Homework: https://work.caltech.edu/homework/final.pdf

✔ and ✘ Answers:

  1. e (65) ✔
  2. d (average of logistic regressions is not necessarily a logistic regression) ✔
  3. d ✔
  4. d ✔
  5. a ✔
  6. b ✔

  7. d ✔

  8. b ✔
  9. e ✔
  10. a ✔

  11. c (x = 0.5 separates maximally) ✔

  12. c ✔

  13. a ✔

  14. e ✔
  15. d ✔
  16. d ✔
  17. c ✔
  18. a ✔

  19. b (linearly increases) ✔

  20. d --> c (is average, no better no worse) ✘

19/20 = 95% correct

Answer key: https://work.caltech.edu/homework/final_sol.pdf


In [1]:
import pandas as pd
import numpy as np
import matplotlib.pyplot as plt
%matplotlib inline
from IPython.display import display

In [2]:
# Questions 7 through 10
train = pd.read_fwf('http://www.amlbook.com/data/zip/features.train', header=None, 
                    names=['digit', 'intensity', 'symmetry'])
test = pd.read_fwf('http://www.amlbook.com/data/zip/features.test', header=None, 
                   names=['digit', 'intensity', 'symmetry'])

In [3]:
def add_bias(x):
    '''Return (1, x1, x2)'''
    x1 = x.iloc[:, 0]
    x2 = x.iloc[:, 1]
    
    z = x.copy()
    z.insert(0, 'bias', np.ones(len(x)))
    return z

def non_linear_transform(x):
    '''Return (1, x1, x2, x1x2, x1^2, x2^2)'''
    x1 = x.iloc[:, 0]
    x2 = x.iloc[:, 1]
    
    z = x.copy()
    z.insert(0, 'bias', np.ones(len(x)))
    z.loc[:, 3] = x1 * x2
    z.loc[:, 4] = x1 ** 2
    z.loc[:, 5] = x2 ** 2
    return z

from numpy.linalg import inv
def linear_regression_with_regularization(Z, y, lambda_reg):
    Z_T_Z = np.dot(Z.T, Z)
    Z_T_Z_reg = Z_T_Z + (lambda_reg * np.identity(np.size(Z_T_Z, 0)))
    Z_T_Z_reg_inverse = inv(Z_T_Z_reg)
    Z_dagger = np.dot(Z_T_Z_reg_inverse, Z.T)
    weights = np.dot(Z_dagger, y)    
    return weights

from functools import partial
def ova_transform(df, num):
    df_copy = df.copy()
    df_copy.digit = df_copy.digit.map(lambda x: 1 if x == num else -1)
    return df_copy

def ovo_transform(df, num, num2):
    df_copy = df.loc[df.digit.isin([num, num2])].copy()
    df_copy.digit = df_copy.digit.map(lambda x: 1 if x == num else -1)
    return df_copy

def error(W, X, y):
    misclassified = np.sign(np.dot(X, W)) != y
    return 1.0 * misclassified.sum()/len(misclassified)

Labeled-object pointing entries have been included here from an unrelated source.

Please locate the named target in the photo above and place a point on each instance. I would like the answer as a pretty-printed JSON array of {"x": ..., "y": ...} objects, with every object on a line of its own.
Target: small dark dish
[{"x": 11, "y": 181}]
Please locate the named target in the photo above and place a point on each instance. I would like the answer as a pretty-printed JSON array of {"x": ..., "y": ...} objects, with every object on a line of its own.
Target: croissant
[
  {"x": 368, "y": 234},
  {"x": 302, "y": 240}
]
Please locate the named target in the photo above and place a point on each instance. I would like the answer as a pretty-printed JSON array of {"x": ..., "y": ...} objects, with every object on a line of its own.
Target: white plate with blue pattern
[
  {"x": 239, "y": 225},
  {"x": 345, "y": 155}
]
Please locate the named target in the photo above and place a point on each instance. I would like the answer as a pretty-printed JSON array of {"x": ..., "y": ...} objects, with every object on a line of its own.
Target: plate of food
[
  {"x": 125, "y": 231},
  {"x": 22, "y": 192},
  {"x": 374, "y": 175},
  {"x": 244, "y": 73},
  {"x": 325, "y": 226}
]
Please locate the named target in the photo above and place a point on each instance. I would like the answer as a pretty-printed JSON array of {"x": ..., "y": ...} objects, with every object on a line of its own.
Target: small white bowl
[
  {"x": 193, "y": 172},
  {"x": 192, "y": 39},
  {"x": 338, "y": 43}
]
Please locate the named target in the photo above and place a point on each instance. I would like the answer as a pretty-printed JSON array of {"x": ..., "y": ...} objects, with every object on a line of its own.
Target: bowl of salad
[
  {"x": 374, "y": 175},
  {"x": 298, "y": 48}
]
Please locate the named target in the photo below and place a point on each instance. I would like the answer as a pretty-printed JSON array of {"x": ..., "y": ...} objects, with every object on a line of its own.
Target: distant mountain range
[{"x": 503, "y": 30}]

def process(train, test, ovo_or_ova_transform, predict_digit, transform, lambda_reg):
    train = ovo_or_ova_transform(train, predict_digit)
    test = ovo_or_ova_transform(test, predict_digit)

    train_x = train.iloc[:, 1:]
    train_y = train.iloc[:, 0]
    train_z = transform(train_x)
    
    test_x = test.iloc[:, 1:]
    test_y = test.iloc[:, 0]
    test_z = transform(test_x)
    
    weights = linear_regression_with_regularization(train_z, train_y, lambda_reg)
    E_in = error(weights, train_z, train_y)
    E_out = error(weights, test_z, test_y)
    print "Digit: {}, Lambda: {}, Transform: {}, E_in: {}, E_out: {}".format(
        predict_digit, lambda_reg, transform.__name__, E_in, E_out)

In [4]:
for num in [5, 6, 7, 8, 9]:
    process(train, test, ovo_or_ova_transform=ova_transform, predict_digit=num, transform=add_bias, lambda_reg=1)

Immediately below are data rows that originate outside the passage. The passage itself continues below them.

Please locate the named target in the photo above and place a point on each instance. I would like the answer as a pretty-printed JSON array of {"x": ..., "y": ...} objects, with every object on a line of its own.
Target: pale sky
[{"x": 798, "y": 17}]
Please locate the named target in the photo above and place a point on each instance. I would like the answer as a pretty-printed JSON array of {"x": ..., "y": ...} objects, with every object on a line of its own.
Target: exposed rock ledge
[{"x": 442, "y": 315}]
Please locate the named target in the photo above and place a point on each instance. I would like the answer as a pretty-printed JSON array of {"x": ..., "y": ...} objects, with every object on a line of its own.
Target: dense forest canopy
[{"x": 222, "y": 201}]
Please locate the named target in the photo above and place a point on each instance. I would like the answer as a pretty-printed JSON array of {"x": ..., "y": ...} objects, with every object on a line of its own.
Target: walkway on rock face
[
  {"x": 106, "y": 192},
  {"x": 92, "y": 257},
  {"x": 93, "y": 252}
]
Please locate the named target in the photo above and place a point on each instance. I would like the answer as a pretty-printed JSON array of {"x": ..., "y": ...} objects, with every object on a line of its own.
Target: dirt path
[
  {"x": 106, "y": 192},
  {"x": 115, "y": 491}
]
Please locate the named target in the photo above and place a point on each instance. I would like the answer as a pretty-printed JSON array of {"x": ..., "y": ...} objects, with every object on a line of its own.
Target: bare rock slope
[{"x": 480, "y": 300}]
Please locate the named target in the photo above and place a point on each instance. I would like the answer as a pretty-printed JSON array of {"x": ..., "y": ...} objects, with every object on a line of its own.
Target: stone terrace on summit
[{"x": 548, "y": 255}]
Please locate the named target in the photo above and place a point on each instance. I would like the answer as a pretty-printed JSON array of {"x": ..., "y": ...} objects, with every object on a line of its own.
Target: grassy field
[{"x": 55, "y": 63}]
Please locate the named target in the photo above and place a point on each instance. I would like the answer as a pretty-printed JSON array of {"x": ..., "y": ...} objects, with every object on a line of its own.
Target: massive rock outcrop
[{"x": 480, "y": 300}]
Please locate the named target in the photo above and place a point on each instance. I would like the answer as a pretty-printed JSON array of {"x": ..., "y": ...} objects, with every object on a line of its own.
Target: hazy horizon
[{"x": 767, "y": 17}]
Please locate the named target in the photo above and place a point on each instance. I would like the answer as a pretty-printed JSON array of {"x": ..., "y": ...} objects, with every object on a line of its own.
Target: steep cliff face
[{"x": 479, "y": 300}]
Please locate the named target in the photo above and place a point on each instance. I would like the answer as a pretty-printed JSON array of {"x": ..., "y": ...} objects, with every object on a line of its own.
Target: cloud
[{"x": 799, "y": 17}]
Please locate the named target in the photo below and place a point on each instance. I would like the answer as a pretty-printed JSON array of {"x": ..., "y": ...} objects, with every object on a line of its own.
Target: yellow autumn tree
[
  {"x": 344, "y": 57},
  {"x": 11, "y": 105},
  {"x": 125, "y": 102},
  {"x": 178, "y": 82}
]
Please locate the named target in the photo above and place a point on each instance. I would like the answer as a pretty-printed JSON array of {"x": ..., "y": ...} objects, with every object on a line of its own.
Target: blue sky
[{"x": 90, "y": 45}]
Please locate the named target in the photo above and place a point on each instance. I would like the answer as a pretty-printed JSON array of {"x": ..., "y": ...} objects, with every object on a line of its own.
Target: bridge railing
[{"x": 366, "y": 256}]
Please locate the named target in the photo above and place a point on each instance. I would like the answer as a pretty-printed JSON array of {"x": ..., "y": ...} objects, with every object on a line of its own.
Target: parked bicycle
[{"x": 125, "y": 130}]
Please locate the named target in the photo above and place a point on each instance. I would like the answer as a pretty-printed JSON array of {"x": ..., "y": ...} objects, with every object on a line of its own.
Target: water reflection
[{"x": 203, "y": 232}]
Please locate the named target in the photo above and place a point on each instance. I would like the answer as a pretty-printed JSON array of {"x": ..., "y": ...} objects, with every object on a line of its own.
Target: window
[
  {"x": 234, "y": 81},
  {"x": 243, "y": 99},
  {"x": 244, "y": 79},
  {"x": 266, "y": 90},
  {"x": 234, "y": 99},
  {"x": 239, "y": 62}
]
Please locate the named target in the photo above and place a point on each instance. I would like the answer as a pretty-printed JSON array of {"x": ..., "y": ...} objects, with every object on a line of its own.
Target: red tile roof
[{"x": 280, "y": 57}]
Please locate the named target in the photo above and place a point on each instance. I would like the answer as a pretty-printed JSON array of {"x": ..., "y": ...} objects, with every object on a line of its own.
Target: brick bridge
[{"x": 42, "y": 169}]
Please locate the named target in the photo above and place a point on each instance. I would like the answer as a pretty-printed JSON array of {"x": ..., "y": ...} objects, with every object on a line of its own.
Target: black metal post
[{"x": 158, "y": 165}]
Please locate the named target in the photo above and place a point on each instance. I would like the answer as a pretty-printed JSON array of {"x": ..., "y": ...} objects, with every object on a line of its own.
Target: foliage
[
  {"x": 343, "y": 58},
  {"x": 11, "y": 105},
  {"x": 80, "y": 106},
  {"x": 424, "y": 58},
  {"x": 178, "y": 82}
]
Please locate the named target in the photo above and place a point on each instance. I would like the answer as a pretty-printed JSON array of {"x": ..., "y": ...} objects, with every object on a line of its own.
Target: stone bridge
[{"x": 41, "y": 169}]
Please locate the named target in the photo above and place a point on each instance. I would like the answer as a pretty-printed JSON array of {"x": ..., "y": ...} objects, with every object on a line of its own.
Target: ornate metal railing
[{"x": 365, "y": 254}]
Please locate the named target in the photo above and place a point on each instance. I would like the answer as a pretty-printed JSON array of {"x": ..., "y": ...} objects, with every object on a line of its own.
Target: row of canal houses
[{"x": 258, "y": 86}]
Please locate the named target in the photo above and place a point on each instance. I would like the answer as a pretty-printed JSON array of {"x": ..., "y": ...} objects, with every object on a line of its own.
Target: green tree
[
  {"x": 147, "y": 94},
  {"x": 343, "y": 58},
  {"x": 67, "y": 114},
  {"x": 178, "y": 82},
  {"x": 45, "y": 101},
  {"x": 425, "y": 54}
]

Digit: 5, Lambda: 1, Transform: add_bias, E_in: 0.0762584007681, E_out: 0.079720976582
Digit: 6, Lambda: 1, Transform: add_bias, E_in: 0.0910711836511, E_out: 0.0847035376183
Digit: 7, Lambda: 1, Transform: add_bias, E_in: 0.0884652311068, E_out: 0.0732436472347
Digit: 8, Lambda: 1, Transform: add_bias, E_in: 0.0743382252092, E_out: 0.0827105132038
Digit: 9, Lambda: 1, Transform: add_bias, E_in: 0.0883280757098, E_out: 0.0881913303438

In [5]:
for num in [0, 1, 2, 3, 4]:
    process(train, test, ovo_or_ova_transform=ova_transform, predict_digit=num, transform=non_linear_transform, lambda_reg=1)


Digit: 0, Lambda: 1, Transform: non_linear_transform, E_in: 0.10231792621, E_out: 0.106626806178
Digit: 1, Lambda: 1, Transform: non_linear_transform, E_in: 0.0123439857358, E_out: 0.02192326856
Digit: 2, Lambda: 1, Transform: non_linear_transform, E_in: 0.100260595254, E_out: 0.0986547085202
Digit: 3, Lambda: 1, Transform: non_linear_transform, E_in: 0.0902482512687, E_out: 0.0827105132038
Digit: 4, Lambda: 1, Transform: non_linear_transform, E_in: 0.0894253188863, E_out: 0.0996512207275

In [6]:
for num in range(10):
    for transform in [add_bias, non_linear_transform]:
        process(train, test, ovo_or_ova_transform=ova_transform, predict_digit=num, transform=transform, lambda_reg=1)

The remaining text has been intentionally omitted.